For MA Fat Woman: Agent or Editor?

>> Tuesday, June 23, 2009


MA Fat Woman asked: I'm been shopping around trying to get an agent to represent me and my proposed MA Fat Woman book, should I continue that or try what you are doing, perhaps to find an editor? What do the cards say?

There's an element of uncertainty in every question like this. Some people are successful without the "middle-man," many people aren't. But that's true of those with an agent as well.

I don't write non-fiction and I know the markets are different. I'm also unpublished (at least with books), so I'd take anything I say with a grain of salt. I urge you to get advice with some of the folks down at Agent Query or Writing World or Writer's Digest. I'm a relative amateur.

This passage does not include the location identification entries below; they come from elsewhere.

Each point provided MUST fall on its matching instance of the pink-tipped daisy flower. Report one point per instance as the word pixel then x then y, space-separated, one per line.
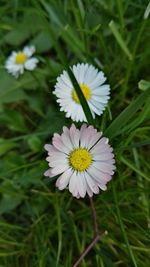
pixel 91 82
pixel 83 159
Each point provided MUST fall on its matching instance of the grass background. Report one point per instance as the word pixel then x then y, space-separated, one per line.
pixel 40 226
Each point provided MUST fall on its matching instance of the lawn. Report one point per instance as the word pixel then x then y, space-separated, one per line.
pixel 41 226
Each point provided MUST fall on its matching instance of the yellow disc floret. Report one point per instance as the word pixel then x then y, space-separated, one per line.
pixel 86 92
pixel 21 58
pixel 80 159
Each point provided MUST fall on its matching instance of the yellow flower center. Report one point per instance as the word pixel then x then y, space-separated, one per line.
pixel 80 159
pixel 21 58
pixel 86 92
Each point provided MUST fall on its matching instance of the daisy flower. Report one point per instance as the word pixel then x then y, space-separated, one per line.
pixel 83 159
pixel 91 82
pixel 17 62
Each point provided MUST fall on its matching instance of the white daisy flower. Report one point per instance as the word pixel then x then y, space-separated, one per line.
pixel 91 82
pixel 17 62
pixel 83 159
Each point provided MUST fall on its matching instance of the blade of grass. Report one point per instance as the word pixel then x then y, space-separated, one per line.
pixel 114 128
pixel 64 61
pixel 122 226
pixel 120 40
pixel 134 168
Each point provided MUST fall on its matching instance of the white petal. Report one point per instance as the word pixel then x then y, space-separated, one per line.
pixel 91 183
pixel 64 179
pixel 31 63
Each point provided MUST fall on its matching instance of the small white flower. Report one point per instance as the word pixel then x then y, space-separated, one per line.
pixel 17 62
pixel 91 83
pixel 83 159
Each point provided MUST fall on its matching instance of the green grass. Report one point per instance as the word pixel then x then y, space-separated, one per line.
pixel 40 226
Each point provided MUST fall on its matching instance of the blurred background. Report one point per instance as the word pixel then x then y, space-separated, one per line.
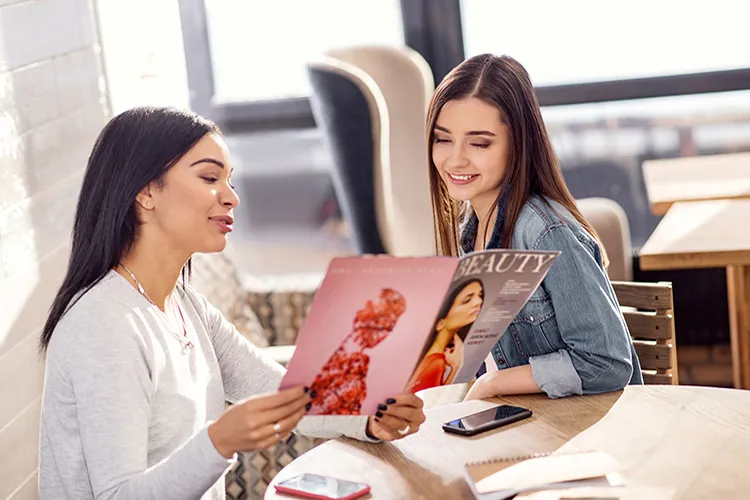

I think there is a distinct advantage, when trying to sell an idea or a finished work, to having an agent. Publishers tend to see you as prescreened. Some editors won't even look at unagented work, so you have more options. But there are still editors out there that will look at unagented work, or so I've heard. Marketing is sadly not my strong suit.

I will ask the cards for their opinion, though. Since this is a specific question, I'm changing things a bit.

Where you are now - 0 The Fool - Don't be fooled by the name. This card is all about beginnings, naivete rather than stupidity, innocence, great potential. It's a card that talks about taking chances and making changes, starting off on an adventure. Really, a propitious card.

Best course of action - Coins VIII - Coins VIII is all about craftsmanship and skill, building your work effectively. It also clarifies with leadership and career knowledge. What this argues to me is that searching for an agent is a good course for you, not only for their expertise in marketing but to provide you with the tools you'll need to write your best book.

End Result - Wands III - trade negotiations, agreement, travel, contracts. Clearly, the cards are thinking this path is the path that is most likely to lead you to what you seek. It's a path you're already on.

Ironically it mirrors my own advice (that should be taken with a grain of salt, remember) - keep looking for an agent, use reputable information and, when you find one, you'll have your best possible chance of success.

4 comments:

  • Aron Sora
     

    I'm also unknowledgeable about this, but maybe you could publish it on the kindle yourself. If you have success, you can prove to a publishing company that your book is worth it.

  • JD at I Do Things
     

    I agree with Stephanie. Editors tend to ignore unsolicited manuscripts unless they know you or know someone who knows someone who knows you . . .etc. But take that with a grain of salt too. I've not had any luck yet getting my stuff published.

  • flit
     

    One of the things that we've talked about in class is that in some cases, given effective marketing (which authors are mostly required to do these days anyway), authors are making far more income by publishing on places like LuLu.com than they are through more traditional publishers. They keep a much larger share of the income that way.

  • MA Fat Woman
     

    Thanks for the information and the reading!